Linking Virus Population Genetic Structure to Infectivity and Adaptation
Location(s): United States
United States Department of Defense, Defense Advanced Research Projects Agency (DARPA) project titled, “Linking Virus Population Genetic Structure to Infectivity and Adaptation:” collaboration with the University of California, San Francisco and Stanford University (CA); Mount Sinai School of Medicine (NY); Leloir Institute (Argentina); and SAIC Inc. (San Diego, CA).
The project focuses on dengue virus (DENV) with a goal to examine cross-species adaptation on the natural virus cycle from mosquito to mammalian cells. DENV offers a unique opportunity to capture how the quasispecies structure and dynamics determine cycling between insect and human environments. The objective is to predict viral evolutionary trajectories and pathogenic potential.
The study is focused on diversity and sequence structure of a viral population and how these features are associated with fitness. A new accurate approach to measure the mutation distribution of viral quasispecies (i.e. the genetic structure of the population) was developed, and this information is linked to experimentally measured viral fitness landscapes through developed computer algorithms.
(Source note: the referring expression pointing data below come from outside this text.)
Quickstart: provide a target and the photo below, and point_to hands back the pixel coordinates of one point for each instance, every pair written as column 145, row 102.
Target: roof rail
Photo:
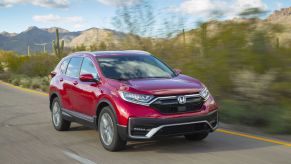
column 79, row 52
column 137, row 51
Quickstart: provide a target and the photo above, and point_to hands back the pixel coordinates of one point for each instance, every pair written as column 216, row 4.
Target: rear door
column 61, row 80
column 89, row 90
column 71, row 83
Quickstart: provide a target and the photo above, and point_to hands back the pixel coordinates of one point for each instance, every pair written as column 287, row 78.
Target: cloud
column 118, row 2
column 41, row 3
column 207, row 8
column 75, row 21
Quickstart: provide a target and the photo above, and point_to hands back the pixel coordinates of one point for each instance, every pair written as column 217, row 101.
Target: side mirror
column 87, row 78
column 177, row 71
column 53, row 74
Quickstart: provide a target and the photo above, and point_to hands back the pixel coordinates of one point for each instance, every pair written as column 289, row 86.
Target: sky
column 75, row 15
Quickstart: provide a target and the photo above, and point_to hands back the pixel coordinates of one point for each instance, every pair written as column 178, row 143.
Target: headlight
column 204, row 93
column 135, row 98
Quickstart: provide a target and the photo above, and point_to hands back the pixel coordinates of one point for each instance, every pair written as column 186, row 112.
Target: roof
column 106, row 53
column 128, row 52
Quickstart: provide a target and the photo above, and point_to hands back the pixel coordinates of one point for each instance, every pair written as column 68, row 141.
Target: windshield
column 133, row 67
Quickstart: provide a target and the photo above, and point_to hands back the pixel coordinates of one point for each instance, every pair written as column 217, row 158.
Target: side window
column 74, row 67
column 88, row 68
column 64, row 66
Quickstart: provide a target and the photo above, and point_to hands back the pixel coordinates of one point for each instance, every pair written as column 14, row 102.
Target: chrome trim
column 153, row 131
column 165, row 97
column 78, row 115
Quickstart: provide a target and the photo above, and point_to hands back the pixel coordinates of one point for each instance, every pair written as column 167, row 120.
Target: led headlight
column 135, row 98
column 204, row 93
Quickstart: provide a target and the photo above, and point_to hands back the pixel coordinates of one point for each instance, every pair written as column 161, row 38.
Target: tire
column 108, row 133
column 59, row 123
column 196, row 136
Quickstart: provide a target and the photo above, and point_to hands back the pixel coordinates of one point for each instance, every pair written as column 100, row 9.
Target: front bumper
column 149, row 128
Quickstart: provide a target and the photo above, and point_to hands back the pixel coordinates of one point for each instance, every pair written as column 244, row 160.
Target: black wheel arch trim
column 104, row 100
column 58, row 95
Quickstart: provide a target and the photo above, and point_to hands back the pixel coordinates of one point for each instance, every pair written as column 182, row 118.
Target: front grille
column 183, row 129
column 171, row 105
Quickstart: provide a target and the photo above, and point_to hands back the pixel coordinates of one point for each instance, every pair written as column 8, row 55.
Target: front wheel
column 196, row 136
column 108, row 132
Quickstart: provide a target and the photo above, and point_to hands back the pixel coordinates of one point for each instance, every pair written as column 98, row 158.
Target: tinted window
column 64, row 66
column 88, row 67
column 134, row 67
column 74, row 67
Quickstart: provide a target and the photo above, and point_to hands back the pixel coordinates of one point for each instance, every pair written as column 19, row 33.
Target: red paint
column 82, row 94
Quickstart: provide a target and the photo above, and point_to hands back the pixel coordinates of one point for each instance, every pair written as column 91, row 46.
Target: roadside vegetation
column 245, row 67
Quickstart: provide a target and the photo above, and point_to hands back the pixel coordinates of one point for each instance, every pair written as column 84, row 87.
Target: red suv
column 129, row 95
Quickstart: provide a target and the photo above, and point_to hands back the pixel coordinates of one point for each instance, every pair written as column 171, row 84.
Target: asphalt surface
column 27, row 136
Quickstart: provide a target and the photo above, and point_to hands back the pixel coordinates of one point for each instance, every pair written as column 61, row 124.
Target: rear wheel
column 59, row 123
column 196, row 136
column 108, row 133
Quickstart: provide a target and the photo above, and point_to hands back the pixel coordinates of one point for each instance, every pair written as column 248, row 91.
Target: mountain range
column 34, row 37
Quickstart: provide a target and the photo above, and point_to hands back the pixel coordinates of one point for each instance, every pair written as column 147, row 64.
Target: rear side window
column 64, row 66
column 73, row 69
column 88, row 68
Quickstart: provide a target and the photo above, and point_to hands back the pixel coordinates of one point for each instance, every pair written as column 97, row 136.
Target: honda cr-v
column 129, row 95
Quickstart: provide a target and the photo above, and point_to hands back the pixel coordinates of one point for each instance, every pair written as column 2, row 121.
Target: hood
column 178, row 85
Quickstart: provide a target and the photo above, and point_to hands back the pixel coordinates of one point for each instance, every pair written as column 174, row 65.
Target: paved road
column 27, row 136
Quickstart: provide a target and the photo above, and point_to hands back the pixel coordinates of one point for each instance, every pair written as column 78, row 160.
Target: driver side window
column 88, row 68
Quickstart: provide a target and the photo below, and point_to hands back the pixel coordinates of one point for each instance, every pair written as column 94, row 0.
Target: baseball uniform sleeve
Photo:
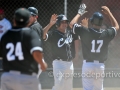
column 33, row 41
column 79, row 29
column 110, row 33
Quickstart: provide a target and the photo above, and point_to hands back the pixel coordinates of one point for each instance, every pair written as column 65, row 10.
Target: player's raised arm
column 81, row 11
column 114, row 22
column 51, row 23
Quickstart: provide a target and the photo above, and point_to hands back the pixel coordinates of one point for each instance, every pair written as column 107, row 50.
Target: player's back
column 17, row 53
column 95, row 44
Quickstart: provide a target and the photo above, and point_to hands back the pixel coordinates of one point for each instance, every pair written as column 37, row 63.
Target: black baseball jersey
column 94, row 42
column 17, row 46
column 38, row 28
column 61, row 44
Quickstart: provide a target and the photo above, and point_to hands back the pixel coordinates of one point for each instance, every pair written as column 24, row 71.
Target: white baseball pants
column 92, row 75
column 63, row 75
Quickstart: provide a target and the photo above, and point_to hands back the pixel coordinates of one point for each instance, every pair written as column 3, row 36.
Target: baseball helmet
column 97, row 19
column 60, row 18
column 33, row 11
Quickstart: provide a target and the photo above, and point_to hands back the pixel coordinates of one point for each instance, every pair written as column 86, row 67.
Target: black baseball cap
column 33, row 11
column 22, row 16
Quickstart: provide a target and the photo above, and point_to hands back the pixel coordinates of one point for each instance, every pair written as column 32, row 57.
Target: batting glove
column 81, row 9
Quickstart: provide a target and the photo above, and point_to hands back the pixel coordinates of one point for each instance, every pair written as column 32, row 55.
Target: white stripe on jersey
column 36, row 48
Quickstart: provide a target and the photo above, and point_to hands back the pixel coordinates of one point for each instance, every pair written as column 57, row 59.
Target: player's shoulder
column 36, row 24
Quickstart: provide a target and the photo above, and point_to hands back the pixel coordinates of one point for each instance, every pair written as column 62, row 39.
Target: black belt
column 94, row 61
column 64, row 59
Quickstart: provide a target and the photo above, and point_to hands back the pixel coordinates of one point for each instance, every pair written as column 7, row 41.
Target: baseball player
column 61, row 40
column 4, row 23
column 94, row 45
column 22, row 52
column 35, row 25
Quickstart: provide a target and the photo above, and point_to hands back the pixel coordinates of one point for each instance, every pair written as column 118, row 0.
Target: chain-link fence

The fundamental force shaping virus evolution is its interaction with the host machinery, whereby for example the cellular environment modulate viral diversity and immune mechanisms acts as constant selective pressures. The computational task is to identify these forces via analysis and integration of heterogeneous omics data: NGS sequencing, mass-spec proteomics, image analysis, etc. The wider goal is to predict the ability of any RNA virus to jump from other species into humans, spread in the human population and cause disease.